So far, Alibaba Pictures has invested in “Mission: Impossible – Rogue Nation” and bought a stake in Steven Spielberg’s production company, Amblin Partners. Dalian Wanda paid $3.5 billion for Legendary Entertainment and $1 billion for Dick Clark Productions this year.

According to data compiled by Bloomberg, Tencent Holdings this year has “been involved in $20.8 billion of acquisitions and investments,” including “Warcraft” and the upcoming “Kong: Skull Island,” as well as 21 of its own projects as part of a $295 million investment into Chinese-centric content.

“In the future, we will work with Hollywood, which has professional expertise, and better explore the global market,” said Cheng. “We will provide more of our input when we work with Hollywood partners.
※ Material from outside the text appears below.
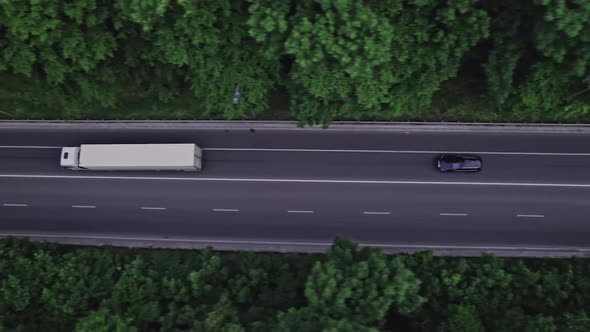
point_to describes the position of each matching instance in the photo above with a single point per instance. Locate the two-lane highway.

There are many elements of Chinese culture that can be developed into films for the whole world and not just a Chinese audience.”

To that end, Cheng hopes to develop sci-fi, comic book and adventure franchises; the parent company has bought the rights to 300 Japanese anime properties and “cultivated others at home.” According to Cheng, “Tencent wants to parlay those properties into a Marvel-like universe of cross-platform promotion.” The company is also in discussions with David Goyer, a writer for the “Dark Knight” and “Man of Steel” franchises, whose movies, according to Box Office Mojo, have grossed $4.88 billion worldwide.

Cheng says Tencent promises “better profit sharing for producers and directors” (though he didn’t get more specific) and Tencent’s “massive distribution power.”

“We see that Hollywood wants to increase its collaboration with us,” he said. “Although there’s a lot we can learn from Hollywood, there’s also something we can contribute, too.” According to IHS Markit and PricewaterhouseCoopers, “China is on course to become the world’s biggest box office next year.”